Why go shopping in a soulless supermarket when you can buy from a Spanish mercado? They’re lively, great for people-watching and you never know when you’ll pick up a bargain.
Villajoyosa (aka La Vila Joiosa) has two markets; a sprawling mercadillo held every Thursday, and the daily Mercado Central.
The mercadillo (loosely translated as “street market”) is big. As in the size of an entire block on Avenida de Bernat Sarriá, a short walk from the Creueta tram stop. You’ll find around a hundred different stalls offering everything from pants to pomegranates, t-shirts to tomatoes.
They don’t sell fresh meat or fresh fish here…but they do sell just about everything else and usually at a much cheaper price than you’ll get on the high street. Leather goods are a speciality.
Join the crowds and stroll along the lines; cloth is stretched overhead between the stalls to give you some welcome shade.
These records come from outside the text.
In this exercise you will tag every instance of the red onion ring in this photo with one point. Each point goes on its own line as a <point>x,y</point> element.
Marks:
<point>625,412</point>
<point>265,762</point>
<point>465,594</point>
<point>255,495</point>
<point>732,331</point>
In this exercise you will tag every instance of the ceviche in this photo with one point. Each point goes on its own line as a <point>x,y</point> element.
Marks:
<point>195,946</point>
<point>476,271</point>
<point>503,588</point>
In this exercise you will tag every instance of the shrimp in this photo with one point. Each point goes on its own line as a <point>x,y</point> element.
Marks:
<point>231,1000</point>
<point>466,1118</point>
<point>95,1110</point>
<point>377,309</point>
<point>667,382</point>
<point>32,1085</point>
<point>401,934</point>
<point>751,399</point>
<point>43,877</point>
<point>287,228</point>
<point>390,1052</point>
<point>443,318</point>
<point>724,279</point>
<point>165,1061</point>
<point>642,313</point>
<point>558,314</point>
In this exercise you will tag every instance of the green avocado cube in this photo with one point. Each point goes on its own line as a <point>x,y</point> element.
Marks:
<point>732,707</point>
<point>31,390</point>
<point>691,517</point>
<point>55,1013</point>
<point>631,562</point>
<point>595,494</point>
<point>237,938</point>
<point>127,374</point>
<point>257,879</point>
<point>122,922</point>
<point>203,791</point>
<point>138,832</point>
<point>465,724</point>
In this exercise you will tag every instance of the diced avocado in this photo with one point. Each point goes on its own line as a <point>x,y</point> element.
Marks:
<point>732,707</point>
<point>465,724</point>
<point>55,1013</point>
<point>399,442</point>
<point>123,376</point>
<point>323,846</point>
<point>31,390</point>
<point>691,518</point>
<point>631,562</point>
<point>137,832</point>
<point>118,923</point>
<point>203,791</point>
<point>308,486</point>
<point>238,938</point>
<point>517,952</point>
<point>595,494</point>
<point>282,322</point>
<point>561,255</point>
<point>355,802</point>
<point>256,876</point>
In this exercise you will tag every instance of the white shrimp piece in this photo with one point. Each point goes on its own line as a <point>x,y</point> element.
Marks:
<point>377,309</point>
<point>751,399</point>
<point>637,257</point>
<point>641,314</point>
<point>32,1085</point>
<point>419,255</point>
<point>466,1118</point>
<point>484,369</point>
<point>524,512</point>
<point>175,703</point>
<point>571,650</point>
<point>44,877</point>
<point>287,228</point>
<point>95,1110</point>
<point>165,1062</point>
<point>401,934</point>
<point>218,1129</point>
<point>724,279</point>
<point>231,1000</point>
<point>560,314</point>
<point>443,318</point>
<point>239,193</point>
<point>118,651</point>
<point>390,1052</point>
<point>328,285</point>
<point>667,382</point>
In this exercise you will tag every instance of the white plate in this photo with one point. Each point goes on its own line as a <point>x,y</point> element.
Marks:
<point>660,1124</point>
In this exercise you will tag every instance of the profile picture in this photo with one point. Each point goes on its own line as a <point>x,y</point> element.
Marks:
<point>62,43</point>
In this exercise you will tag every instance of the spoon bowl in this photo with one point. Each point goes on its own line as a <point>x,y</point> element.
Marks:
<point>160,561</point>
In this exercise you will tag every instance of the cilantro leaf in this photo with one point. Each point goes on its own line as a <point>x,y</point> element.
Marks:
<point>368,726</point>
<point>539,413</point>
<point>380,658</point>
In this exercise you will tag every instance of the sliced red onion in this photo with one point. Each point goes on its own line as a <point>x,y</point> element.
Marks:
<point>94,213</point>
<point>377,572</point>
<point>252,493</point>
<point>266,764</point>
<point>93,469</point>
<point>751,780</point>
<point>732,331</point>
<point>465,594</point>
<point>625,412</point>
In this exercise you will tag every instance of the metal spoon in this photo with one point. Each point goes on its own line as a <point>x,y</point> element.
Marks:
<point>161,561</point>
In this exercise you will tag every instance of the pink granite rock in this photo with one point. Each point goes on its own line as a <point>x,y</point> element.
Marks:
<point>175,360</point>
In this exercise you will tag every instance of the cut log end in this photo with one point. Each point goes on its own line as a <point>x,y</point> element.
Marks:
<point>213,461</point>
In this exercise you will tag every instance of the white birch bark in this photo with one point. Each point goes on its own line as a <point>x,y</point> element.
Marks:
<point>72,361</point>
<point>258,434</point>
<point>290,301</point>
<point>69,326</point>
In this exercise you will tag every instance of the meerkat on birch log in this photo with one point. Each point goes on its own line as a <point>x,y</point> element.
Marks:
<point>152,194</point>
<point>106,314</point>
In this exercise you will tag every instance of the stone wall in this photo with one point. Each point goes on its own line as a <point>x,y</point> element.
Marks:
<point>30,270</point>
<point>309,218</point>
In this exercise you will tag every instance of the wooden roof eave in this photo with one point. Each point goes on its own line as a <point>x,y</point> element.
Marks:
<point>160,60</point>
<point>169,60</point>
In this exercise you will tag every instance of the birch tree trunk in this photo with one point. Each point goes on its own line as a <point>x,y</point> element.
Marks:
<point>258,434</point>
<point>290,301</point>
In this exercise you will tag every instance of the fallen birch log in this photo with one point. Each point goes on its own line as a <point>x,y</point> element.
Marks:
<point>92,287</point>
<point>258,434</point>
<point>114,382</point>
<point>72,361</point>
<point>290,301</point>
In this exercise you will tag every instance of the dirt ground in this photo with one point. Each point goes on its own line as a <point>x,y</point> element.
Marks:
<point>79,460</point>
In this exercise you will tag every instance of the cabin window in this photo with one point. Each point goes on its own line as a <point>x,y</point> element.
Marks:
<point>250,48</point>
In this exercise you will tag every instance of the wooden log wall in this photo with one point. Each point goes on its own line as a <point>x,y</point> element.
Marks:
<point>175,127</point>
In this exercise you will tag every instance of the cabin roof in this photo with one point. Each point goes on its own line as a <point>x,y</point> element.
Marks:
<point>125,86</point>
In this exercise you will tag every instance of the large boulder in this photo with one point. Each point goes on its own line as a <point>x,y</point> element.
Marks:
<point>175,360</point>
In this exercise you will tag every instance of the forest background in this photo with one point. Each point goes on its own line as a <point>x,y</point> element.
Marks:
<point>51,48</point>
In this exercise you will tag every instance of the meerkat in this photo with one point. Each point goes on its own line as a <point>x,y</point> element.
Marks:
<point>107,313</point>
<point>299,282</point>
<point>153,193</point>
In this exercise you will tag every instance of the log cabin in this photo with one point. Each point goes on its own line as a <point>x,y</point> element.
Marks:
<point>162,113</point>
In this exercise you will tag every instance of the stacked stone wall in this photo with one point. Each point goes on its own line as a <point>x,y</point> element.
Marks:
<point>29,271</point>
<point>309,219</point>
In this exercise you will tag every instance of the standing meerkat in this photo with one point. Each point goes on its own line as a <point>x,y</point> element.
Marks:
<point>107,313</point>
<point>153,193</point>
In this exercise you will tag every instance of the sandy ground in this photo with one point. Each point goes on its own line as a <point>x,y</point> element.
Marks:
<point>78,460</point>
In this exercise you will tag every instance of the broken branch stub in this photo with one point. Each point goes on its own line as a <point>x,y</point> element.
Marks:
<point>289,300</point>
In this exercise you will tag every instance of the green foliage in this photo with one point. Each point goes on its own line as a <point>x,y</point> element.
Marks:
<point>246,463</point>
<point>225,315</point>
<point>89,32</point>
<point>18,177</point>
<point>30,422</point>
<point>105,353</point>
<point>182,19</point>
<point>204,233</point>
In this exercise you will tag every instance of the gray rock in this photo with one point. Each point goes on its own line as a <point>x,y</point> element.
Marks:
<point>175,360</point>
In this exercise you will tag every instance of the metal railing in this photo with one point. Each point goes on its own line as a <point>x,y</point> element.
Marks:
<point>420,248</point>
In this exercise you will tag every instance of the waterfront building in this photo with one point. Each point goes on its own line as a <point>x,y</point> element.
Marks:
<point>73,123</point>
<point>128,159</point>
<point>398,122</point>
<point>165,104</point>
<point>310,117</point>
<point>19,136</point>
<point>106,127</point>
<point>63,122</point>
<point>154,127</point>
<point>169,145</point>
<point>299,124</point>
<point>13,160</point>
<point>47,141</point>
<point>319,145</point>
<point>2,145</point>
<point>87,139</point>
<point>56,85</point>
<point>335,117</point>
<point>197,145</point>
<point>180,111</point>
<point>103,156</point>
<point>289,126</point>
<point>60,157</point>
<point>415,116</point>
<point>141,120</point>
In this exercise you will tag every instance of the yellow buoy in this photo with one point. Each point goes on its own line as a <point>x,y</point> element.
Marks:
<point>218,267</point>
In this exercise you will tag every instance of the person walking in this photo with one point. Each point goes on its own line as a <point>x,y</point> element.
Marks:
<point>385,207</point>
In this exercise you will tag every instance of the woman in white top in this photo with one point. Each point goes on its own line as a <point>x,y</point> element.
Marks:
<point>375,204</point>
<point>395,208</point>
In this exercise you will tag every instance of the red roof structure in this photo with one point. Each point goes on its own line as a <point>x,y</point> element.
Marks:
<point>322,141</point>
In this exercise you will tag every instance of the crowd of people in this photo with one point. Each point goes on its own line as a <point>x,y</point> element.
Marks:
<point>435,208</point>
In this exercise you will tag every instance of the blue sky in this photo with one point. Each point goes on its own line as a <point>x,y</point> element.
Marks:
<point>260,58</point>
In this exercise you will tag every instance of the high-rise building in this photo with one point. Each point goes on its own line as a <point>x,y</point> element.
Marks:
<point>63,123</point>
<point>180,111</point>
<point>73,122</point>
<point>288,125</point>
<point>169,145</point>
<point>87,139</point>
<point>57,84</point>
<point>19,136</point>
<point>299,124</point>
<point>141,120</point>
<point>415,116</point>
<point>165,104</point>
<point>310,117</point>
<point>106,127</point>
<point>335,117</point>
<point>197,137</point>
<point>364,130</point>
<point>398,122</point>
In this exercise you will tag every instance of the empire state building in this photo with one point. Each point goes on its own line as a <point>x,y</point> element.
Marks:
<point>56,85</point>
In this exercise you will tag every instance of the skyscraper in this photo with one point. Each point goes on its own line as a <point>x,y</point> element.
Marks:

Don’t be shy about haggling over price; everyone does it, and the stallholders are all keen for a sale (sometimes a bit too keen). Don’t worry if your Spanish is less than fluent; the language of haggling is international and plenty of the stallholders on the clothing/footwear side aren’t native Spanish speakers either.
Towards the back of the market, fresh fruit and vegetables are piled high; the walkways crowded with local housewives and their shopping trolleys, stocking up for the week. Be prepared to move sharply if you get between a determined local and her bargain of choice. Listen to the traders inviting you to try or buy; “pasa y prueba”(come and try) or “barato hoy, mas caro mañana” (cheap today, more expensive tomorrow!).
The atmosphere is a little different over at the Mercado Central on Carrer Canalejas. It’s not as noisy and full of life as the weekly mercadillo, but this is where you can buy fresh fish, meat and vegetables every day. You’ll also find stalls selling dried fish, cheeses and embutidos (delicatessen) in its cool, modern interior. It’s normally open from 8am to 2pm Mon-Sat, usually with a late session (5.30-8.30pm) on Fridays.
Try Ca Barto, one of our favourites, which specialises in produce from the València region. Sample Valencian oysters with a glass of Valencian cava, made 40 kilometres up the road in Jalón. We reckon every bit as good as the traditional cava from Cataluña. Barto does a good line in craft beer too.
Right by the market entrance, you’ll see Cantina Gallina. Take what you’ve bought in the market, and they’ll cook it for you on the spot. Food doesn’t get much fresher than that!
If La Vila’s markets have given you a taste for this kind of shopping, it’s worth heading down the coast to Alicante. The elegant Mercado Central on Avenida Alfonso Sabio is a real treat. The tram from Villajoyosa stops outside, or you can park in the underground car park on Avenida Alfonso Sabio.
The market is spread across two floors, full of life and bustle, with stalls offering an eye-popping selection of fresh meat and embutidos on the upper floor and all the fresh fish, fruit and vegetables you’d ever want to eat downstairs. Also on offer: cheeses from all over Spain, dried fish (salazones), bread, olives and local delicacies.
Once you’ve had a stroll round, head out the back and order breakfast in the open air cafes on the market square. Pan con tomate (toasted baguette topped with grated tomato and olive oil), freshly squeezed orange juice (zumo de naranja) and a cafe con leche will set you up nicely for rest of the day.
The square is formally named Plaza 25 de Mayo after a particularly bloody day in 1938 at the height of the Spanish civil war. The Italian air force, fighting for Franco’s rebel Nationalists, unloaded their bombs over the Republican city of Alicante, hitting the market and killing more than 300 civilians in the process. There’s a memorial on the square and plaques on the market wall.
Around lunchtime on Fridays and Saturdays, the square fills up with young people enjoying the afternoon tardeo: a chance to drink beer, snack on food bought in the market, meet friends and generally have a good time.